From Ahogado to Zorrillo: external causes of mortality in the California missions

Pages 77-104 | Published online: 23 Mar 2012
 

Abstract

In recent decades, the literature on virgin soil epidemics has dominated scholarly discussions of Indian population decline in colonial America. Illness and disease – and the high mortality and low fertility that accompanied them – go a long way towards explaining the dramatic decline of the Indian population in Alta California after Spanish colonization began in 1769. But, there are myriad other factors that contributed to Indian depopulation in Spanish and Mexican California, and these have largely escaped the study of historians.
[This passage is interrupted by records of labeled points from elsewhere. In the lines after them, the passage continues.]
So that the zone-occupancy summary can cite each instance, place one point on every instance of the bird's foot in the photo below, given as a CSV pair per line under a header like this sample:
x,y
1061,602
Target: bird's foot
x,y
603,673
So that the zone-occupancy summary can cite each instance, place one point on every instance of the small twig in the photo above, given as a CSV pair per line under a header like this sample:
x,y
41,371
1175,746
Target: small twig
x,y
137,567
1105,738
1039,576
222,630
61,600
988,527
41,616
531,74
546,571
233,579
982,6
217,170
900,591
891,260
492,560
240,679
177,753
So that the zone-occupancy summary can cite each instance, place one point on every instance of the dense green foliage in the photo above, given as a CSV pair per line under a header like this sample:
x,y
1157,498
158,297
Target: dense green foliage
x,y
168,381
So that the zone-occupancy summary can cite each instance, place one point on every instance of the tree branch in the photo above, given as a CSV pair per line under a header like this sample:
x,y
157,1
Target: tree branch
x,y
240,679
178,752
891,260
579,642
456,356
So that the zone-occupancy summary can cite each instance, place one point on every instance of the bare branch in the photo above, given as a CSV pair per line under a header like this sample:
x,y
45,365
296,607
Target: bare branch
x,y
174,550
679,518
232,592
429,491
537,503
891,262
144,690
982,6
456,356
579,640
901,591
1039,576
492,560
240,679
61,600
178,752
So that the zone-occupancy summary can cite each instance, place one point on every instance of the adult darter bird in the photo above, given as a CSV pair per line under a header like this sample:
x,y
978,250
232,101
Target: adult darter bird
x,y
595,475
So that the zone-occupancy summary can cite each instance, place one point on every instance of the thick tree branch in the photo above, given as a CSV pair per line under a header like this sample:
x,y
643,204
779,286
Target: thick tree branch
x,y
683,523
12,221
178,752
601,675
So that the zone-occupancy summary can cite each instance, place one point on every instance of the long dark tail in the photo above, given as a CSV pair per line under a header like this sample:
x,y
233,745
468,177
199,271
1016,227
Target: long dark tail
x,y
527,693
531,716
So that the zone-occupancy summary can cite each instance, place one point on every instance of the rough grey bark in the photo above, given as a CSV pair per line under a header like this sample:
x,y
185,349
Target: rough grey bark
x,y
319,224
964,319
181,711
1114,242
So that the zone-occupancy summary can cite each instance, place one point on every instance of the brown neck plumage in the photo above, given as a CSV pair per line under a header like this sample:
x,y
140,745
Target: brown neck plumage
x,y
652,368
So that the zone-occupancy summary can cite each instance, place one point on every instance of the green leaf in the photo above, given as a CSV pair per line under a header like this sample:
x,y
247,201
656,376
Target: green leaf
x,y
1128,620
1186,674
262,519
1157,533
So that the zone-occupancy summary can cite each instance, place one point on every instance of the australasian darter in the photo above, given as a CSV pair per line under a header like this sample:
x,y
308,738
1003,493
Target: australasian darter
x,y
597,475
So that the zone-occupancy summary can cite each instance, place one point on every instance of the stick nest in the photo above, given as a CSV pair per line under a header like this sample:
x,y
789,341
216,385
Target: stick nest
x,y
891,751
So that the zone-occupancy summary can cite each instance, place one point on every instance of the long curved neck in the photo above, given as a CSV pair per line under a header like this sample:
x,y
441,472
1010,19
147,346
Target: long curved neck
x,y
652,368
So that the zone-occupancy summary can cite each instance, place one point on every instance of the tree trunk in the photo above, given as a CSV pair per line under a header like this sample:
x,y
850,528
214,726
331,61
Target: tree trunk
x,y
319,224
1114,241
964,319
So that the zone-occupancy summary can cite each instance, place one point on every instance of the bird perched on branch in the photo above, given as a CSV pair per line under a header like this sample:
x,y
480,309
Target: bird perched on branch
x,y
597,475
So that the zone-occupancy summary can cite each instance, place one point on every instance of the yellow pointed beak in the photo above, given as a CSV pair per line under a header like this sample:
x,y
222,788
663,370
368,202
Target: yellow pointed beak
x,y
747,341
Death cause information listed in the burial registers of the California missions and now available through the Early California Population Project suggests that Indian population decline in California before 1850 was accelerated by external factors, such as acts of violence, natural disasters, dangers associated with animals and insects, as well as work- and transportation-related mishaps. These external factors do not in themselves explain Indian population decline, but they add considerably to our understanding of life and death in early California and by extension other corners of colonial America, and they give us a richer understanding of how Indians lived, worked, died, and even prayed in Spanish and Mexican California.

Acknowledgements

Early drafts of this paper were presented at the USC-Huntington American Origins Seminar, the Bay Area Early American History Seminar, and the Annual Meeting of the Social Science History Association. The author would like to thank two anonymous reviewers who read this article for this journal and provided unusually helpful guidance, J. David Hacker who provided encouragement and insight at an early stage of this investigation and Seth Archer and Rebecca Wrenn who helped prepare the article for publication.

Notes

 1. Scholarship that invokes the concept of the virgin soil epidemic is immense and growing. For the seminal article, see Crosby (Citation1976); for a recent restatement of the argument see, for example, the synthesis of Calloway (Citation1997, pp. 33–41). Among the earliest and most enthusiastic proponents of the concept is Dobyns (Citation1983).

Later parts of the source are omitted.